Het is nu ook tijd om de blauweregen (wisteria sinensis) te snoeien. Knip de zijscheuten van de hoofdtakken terug op twee tot vier knoppen, net als bij klimrozen.
Clematis loopt al vroeg uit. De vroegbloeiende soorten (mei), zoals C. montana en C. alpina, laat je nu natuurlijk lekker gaan. Anders zou je de bloemknoppen eruit knippen. Zo nodig snoeien ná de bloei.

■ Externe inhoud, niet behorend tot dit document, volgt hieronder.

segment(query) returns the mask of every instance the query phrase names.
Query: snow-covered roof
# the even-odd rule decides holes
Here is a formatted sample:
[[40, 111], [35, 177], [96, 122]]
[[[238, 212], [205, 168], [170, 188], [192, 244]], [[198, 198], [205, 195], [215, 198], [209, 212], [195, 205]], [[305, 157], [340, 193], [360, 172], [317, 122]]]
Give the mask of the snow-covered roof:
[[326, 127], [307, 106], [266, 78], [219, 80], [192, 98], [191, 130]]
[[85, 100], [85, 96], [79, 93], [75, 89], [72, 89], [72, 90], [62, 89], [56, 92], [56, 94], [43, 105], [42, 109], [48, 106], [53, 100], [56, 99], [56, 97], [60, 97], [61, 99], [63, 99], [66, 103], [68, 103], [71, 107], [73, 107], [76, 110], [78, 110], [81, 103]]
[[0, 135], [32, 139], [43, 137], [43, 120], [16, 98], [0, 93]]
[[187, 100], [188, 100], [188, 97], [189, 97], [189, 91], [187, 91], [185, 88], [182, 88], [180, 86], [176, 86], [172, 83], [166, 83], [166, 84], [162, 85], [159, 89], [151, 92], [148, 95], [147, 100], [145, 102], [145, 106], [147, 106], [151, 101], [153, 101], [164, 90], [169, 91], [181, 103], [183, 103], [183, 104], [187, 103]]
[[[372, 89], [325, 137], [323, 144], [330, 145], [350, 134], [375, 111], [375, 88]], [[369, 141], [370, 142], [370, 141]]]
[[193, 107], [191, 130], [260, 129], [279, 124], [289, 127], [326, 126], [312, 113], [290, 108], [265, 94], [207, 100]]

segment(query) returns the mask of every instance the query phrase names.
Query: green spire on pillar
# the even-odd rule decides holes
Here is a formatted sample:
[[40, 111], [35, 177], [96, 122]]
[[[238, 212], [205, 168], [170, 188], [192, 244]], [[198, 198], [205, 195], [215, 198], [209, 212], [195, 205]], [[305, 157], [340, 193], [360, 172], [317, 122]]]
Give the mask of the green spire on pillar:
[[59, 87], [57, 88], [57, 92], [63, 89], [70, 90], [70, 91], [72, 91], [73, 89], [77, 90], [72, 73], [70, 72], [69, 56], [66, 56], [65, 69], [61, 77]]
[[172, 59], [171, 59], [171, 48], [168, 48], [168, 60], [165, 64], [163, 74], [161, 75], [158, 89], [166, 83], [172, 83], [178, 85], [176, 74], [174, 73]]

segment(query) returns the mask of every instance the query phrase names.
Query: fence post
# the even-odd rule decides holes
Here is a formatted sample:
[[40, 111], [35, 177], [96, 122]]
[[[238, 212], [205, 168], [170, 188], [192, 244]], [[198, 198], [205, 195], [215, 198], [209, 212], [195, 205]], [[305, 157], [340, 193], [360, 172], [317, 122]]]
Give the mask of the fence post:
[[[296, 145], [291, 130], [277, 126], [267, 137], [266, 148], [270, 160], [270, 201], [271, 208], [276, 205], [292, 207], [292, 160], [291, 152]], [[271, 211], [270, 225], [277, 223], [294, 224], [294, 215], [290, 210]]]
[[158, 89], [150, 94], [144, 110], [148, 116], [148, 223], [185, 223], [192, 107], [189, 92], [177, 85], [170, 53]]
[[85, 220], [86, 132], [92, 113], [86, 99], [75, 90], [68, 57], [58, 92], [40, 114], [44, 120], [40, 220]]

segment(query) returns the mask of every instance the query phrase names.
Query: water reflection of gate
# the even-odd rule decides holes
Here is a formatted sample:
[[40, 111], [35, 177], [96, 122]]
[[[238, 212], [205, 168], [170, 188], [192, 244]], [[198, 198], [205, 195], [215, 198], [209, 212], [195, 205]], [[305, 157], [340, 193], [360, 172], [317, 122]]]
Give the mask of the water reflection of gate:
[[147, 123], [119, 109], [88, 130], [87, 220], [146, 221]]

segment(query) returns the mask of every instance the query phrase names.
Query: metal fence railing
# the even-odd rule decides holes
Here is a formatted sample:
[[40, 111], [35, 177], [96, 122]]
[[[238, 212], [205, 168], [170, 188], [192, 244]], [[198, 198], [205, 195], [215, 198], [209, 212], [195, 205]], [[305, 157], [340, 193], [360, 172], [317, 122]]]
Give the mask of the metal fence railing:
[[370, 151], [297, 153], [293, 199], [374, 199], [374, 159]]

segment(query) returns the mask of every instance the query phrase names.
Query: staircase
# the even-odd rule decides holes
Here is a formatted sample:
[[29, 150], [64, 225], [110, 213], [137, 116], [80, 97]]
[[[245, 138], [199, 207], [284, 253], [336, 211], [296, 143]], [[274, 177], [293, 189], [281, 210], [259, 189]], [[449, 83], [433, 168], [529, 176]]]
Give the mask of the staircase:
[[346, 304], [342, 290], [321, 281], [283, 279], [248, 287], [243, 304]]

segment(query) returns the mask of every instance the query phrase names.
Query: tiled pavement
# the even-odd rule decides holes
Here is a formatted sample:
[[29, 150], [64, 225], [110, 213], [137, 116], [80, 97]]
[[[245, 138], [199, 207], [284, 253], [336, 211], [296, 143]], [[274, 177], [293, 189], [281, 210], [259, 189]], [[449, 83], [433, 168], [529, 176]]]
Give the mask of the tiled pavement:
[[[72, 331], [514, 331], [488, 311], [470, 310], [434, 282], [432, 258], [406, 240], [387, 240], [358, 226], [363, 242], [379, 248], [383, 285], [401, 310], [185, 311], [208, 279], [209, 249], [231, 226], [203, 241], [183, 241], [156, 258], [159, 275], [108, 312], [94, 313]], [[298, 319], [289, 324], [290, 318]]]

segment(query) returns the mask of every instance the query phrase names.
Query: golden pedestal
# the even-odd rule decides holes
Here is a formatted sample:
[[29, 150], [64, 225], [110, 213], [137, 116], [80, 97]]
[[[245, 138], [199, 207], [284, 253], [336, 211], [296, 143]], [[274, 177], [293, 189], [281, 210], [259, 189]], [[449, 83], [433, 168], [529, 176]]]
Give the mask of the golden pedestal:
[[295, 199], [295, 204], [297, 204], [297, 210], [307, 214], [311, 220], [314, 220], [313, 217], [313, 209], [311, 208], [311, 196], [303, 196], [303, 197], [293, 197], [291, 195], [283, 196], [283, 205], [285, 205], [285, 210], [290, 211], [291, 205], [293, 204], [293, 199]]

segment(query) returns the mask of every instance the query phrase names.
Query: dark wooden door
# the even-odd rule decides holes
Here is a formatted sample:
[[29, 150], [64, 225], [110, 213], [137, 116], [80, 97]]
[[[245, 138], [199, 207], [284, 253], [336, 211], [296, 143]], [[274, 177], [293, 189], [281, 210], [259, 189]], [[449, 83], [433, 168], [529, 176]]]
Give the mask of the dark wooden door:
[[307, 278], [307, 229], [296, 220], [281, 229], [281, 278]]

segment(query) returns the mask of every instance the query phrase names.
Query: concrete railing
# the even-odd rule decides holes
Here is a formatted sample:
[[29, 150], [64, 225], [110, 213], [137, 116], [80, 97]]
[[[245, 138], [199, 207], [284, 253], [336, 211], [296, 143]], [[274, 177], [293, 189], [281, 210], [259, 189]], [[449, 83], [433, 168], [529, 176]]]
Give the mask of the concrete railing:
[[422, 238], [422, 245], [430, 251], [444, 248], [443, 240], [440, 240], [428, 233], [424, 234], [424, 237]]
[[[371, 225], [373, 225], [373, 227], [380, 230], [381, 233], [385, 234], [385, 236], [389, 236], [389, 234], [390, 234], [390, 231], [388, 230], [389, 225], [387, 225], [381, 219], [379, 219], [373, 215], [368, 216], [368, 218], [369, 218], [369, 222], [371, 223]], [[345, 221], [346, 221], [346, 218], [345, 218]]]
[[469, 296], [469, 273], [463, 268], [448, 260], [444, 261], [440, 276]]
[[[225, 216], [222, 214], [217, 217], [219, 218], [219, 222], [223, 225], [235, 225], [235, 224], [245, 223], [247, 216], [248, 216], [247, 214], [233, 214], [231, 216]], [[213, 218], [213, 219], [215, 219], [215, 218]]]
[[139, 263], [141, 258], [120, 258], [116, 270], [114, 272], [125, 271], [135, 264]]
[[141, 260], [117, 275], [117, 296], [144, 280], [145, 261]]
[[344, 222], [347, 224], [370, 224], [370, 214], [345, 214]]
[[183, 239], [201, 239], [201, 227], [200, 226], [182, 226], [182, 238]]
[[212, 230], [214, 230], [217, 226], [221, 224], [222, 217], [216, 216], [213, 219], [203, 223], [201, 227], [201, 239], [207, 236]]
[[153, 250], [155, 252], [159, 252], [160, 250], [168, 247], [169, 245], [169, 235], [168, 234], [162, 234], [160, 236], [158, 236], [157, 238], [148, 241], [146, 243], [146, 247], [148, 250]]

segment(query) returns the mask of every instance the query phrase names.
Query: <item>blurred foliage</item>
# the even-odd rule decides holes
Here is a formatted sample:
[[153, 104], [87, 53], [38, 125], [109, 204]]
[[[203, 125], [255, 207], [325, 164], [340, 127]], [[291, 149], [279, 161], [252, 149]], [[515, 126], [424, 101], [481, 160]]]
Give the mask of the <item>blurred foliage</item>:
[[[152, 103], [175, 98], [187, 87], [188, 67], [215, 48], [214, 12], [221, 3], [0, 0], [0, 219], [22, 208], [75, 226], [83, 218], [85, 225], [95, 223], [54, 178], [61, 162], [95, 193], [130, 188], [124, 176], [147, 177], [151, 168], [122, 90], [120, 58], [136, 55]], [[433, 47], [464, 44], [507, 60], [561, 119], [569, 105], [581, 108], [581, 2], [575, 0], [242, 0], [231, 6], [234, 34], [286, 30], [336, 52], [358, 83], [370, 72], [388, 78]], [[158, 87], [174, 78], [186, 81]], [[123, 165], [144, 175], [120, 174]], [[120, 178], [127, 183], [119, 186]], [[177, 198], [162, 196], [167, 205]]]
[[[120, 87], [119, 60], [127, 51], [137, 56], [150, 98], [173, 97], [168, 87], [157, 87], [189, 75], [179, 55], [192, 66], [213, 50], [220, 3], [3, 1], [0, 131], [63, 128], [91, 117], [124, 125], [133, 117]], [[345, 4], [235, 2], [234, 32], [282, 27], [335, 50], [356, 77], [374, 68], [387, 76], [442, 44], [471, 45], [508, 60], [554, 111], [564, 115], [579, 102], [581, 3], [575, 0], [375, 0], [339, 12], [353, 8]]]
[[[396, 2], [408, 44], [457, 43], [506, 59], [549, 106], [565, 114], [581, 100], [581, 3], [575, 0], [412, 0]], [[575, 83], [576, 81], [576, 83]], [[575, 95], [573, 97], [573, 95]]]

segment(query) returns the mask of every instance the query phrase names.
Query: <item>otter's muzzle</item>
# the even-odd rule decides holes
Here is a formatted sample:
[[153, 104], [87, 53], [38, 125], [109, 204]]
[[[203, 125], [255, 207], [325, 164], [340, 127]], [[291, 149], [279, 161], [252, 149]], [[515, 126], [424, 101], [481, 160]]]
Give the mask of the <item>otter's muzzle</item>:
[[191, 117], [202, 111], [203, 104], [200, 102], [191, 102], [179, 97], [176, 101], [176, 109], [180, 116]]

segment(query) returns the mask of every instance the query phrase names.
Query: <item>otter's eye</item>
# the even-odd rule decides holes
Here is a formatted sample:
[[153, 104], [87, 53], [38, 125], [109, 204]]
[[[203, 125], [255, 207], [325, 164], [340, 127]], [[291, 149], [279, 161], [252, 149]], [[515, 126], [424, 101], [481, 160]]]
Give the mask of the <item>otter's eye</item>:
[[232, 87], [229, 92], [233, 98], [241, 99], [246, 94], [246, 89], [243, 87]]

Clematis 'Étoile Violette'
Laatbloeiers (juli-oktober) als C. viticella ‘Étoile Violette’ en C. Jackmanii ‘Superba’ snoei je nu rigoureus terug tot het onderste paar gezonde knoppen. Dan zijn er nog de vroege zomerbloeiers (juni-september), zoals C. Madame Le Coultre en C. Nelly Moser, die niet alleen op het oude hout, maar wat later ook op het nieuwe hout bloeien. Deze clematissen worden ‘getopt’; snoei de lange stengels terug tot het bóvenste paar gezonde knoppen. Goed aanbinden allemaal, gedroogde koemest inharken, bij droogte water geven en een compostlaag aanbrengen.
In maart kan de hele tuin wel wat mest gebruiken. Ook het gazon, maar dat moet liefst eerst geverticuteerd worden.
Noteer nu ook waar nog sneeuwklokjes ontbreken. Direct na de bloei kunnen de pollen gedeeld en uitgeplant worden. Ook in de buurt van groenblijvende struiken (langs een buxushaag) komen ze mooi uit.
BINNENWERK
Vanzelfsprekend doe je al deze dingen niet als het vriest. Dan is er binnen ook nog wel wat te doen. Vul kweekbakken of eierdozen met stekgrond of een mengsel van zand en potgrond en zaai uitverkoren eenjarigen. Dat kunnen dus ook tomaatjes en sperziebonen zijn! Maak met een plantensproeier de grond vochtig en dek het geheel af met een kap of een plastic zak. Zet het zaaigoed niet te koud. Na het kiemen mag de bedekking eraf en begint het opkweken. Zorg voor voldoende licht en draai de kwekelingen regelmatig, zodat ze rechtop groeien. Dun ze op tijd uit en geef ze een eigen behuizing zodra ze echte blaadjes produceren. Zet ze dan op een koele lichte plek, want het groeien moet niet te hard gaan.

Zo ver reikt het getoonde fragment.